Ruling scuttles Henry Rotich’s budget

National Treasury Cabinet Secretary Henry Rotich and ministry officials during a hearing by the Public Accounts Committee. The ruling on teachers pay raise puts him in a tight financial corner. FILE PHOTO | DIANA NGILA |

What you need to know:

  • Treasury wanted to cut spending on salaries and allocate cash to development.
  • Minister will have to source for money to fund the increase.

The Industrial Court’s decision to award teachers a salary increment has dealt a blow to the government’s efforts to tame escalating recurrent expenditure and attain higher economic growth.

Analysts have now warned that this trend may stall economic growth, which is projected at 6.5 per cent this year.

Teachers’ basic salaries will now go up by between 50 and 60 per cent, backdated to July 1, 2013 and this is to be effective immediately, following Tuesday’s court ruling.

Judge Nduma Nderi, however, hoped that the decision would not only end teachers’ persistent strikes but also bring order between the Teachers Service Commission (TSC) and the unions.

Some analysts argue that while teachers have been among the most underpaid public workers in Kenya, the question is where the government will get the funds.

“The fact that they needed an increment was not in doubt. The question, however, is where the government will get funds to finance such a huge increment,” said Bernard Shaw, an economic analyst.

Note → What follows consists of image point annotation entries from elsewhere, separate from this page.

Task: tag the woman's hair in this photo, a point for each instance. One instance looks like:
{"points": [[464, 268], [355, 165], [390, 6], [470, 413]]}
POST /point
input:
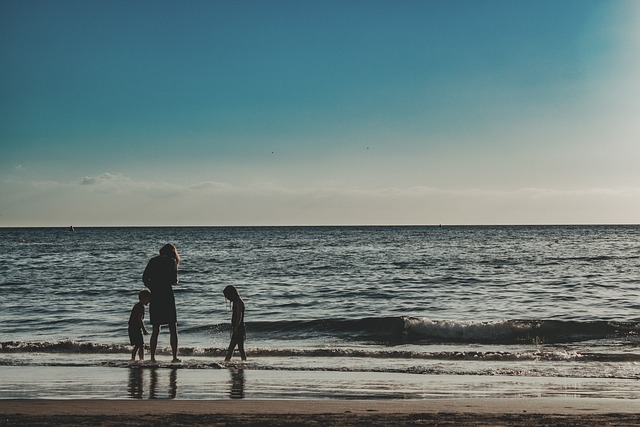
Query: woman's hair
{"points": [[170, 251], [230, 293]]}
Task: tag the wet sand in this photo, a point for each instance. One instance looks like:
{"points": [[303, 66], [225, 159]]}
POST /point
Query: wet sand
{"points": [[444, 412]]}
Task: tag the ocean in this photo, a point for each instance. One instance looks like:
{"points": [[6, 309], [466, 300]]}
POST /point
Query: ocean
{"points": [[352, 312]]}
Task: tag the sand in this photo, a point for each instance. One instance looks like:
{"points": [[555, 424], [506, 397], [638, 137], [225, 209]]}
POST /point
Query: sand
{"points": [[443, 412]]}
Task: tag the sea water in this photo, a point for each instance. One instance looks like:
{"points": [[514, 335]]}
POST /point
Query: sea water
{"points": [[561, 303]]}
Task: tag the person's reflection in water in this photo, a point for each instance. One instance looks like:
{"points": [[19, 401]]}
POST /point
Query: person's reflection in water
{"points": [[236, 383], [173, 384], [135, 383], [153, 383]]}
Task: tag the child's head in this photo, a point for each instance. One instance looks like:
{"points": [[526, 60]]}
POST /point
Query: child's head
{"points": [[170, 251], [231, 293], [144, 297]]}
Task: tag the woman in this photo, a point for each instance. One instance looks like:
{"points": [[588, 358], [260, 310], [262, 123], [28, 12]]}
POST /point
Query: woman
{"points": [[160, 276]]}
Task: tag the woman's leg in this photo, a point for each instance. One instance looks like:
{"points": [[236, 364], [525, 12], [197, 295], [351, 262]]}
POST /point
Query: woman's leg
{"points": [[173, 329]]}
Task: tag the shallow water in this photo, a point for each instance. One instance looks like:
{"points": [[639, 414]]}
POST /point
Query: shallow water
{"points": [[521, 302]]}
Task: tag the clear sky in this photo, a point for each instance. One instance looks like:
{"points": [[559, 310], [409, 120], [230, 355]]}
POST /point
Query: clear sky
{"points": [[319, 112]]}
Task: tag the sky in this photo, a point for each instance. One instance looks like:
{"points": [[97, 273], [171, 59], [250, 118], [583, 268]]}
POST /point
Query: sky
{"points": [[215, 113]]}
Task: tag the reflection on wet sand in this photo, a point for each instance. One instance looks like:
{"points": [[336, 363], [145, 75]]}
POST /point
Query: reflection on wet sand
{"points": [[156, 390], [236, 383]]}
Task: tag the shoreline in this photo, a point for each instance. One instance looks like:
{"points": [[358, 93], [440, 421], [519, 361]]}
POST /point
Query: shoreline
{"points": [[467, 411]]}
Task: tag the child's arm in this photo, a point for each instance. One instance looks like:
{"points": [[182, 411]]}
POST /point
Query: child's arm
{"points": [[144, 330], [238, 306]]}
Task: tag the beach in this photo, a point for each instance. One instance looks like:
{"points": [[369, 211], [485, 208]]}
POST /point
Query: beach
{"points": [[345, 326], [476, 412]]}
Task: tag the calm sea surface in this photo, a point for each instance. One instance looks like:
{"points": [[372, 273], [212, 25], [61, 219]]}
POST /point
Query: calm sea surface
{"points": [[560, 300]]}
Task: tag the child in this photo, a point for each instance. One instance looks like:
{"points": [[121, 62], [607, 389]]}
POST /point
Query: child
{"points": [[238, 333], [136, 325]]}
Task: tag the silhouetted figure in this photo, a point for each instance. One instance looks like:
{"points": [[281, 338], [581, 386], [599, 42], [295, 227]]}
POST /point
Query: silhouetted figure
{"points": [[160, 276], [238, 332]]}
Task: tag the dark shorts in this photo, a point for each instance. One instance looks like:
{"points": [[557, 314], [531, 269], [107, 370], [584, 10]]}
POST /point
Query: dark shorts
{"points": [[135, 336], [162, 309]]}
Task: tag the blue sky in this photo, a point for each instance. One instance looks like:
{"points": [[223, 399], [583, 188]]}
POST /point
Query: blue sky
{"points": [[319, 112]]}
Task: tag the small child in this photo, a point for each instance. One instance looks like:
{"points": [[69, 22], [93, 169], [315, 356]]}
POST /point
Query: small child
{"points": [[136, 325], [238, 332]]}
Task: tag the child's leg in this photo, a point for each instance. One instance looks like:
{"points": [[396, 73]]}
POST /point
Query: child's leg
{"points": [[241, 350], [153, 342], [232, 346]]}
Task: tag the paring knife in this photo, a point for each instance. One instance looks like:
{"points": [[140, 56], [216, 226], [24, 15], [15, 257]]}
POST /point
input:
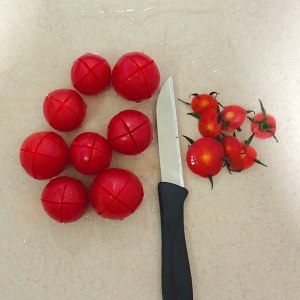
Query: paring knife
{"points": [[176, 274]]}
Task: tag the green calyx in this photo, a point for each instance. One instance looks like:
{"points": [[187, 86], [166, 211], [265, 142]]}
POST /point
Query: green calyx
{"points": [[191, 141], [194, 95], [197, 116], [249, 140], [260, 163], [264, 125], [187, 103], [214, 94], [211, 181]]}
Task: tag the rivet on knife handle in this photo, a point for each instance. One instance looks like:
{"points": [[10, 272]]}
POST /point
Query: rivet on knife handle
{"points": [[176, 274]]}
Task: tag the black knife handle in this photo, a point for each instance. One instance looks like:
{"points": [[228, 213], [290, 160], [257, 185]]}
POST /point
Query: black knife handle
{"points": [[176, 274]]}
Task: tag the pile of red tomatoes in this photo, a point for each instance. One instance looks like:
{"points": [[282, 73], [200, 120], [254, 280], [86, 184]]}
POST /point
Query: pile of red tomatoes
{"points": [[115, 193], [219, 146]]}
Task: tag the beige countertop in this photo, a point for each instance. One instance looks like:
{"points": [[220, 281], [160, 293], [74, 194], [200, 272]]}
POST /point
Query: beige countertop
{"points": [[243, 237]]}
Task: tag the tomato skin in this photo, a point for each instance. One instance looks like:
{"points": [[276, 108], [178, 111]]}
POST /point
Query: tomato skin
{"points": [[90, 74], [64, 109], [235, 115], [44, 155], [245, 160], [65, 199], [135, 76], [116, 193], [205, 157], [232, 147], [90, 153], [208, 123], [263, 134], [202, 102], [130, 132]]}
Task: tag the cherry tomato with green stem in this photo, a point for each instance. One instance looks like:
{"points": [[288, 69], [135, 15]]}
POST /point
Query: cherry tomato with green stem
{"points": [[210, 123], [205, 157], [233, 117], [263, 125]]}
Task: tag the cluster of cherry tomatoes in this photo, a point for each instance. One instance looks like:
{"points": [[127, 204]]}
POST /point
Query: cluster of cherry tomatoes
{"points": [[115, 193], [219, 146]]}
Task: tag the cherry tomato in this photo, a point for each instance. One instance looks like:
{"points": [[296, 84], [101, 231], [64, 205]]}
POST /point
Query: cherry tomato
{"points": [[210, 123], [65, 199], [64, 109], [245, 160], [90, 153], [232, 147], [130, 132], [262, 127], [205, 157], [233, 117], [135, 76], [90, 74], [203, 102], [116, 193], [44, 155]]}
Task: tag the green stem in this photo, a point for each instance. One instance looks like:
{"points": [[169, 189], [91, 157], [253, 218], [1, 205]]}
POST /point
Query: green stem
{"points": [[249, 140], [197, 116], [184, 101], [191, 141], [260, 163], [211, 181]]}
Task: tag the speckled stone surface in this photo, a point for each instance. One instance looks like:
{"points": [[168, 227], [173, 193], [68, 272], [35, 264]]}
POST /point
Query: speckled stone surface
{"points": [[243, 237]]}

This comes after the government indicated that it was seeking to shift more public resources from recurrent to capital investment to promote strong, sustainable and inclusive growth.

EXTRA BURDEN

Currently, teachers are paid about Sh180 billion annually, feeding into the nearly Sh800 billion recurrent expenditure basket that continues to haunt the government.

While the award may have handed teachers a key win in their fight with the government for a salary increase, taxpayers will bear the extra burden of financing the already ballooning wage bill in the public sector.

Analysts further say increments, especially for public sector workers, ought to be pegged on productivity.

“Wage increments ought to be matched with productivity. By doing this, the workers will be contributing positively to the economy,” said Eric Munywoki, an analyst at Old Mutual Kenya.

National Treasury Cabinet Secretary Henry Rotich, while reading the 2015/16 Budget speech, said the government had made it a priority to shift more resources from recurrent expenditure to development.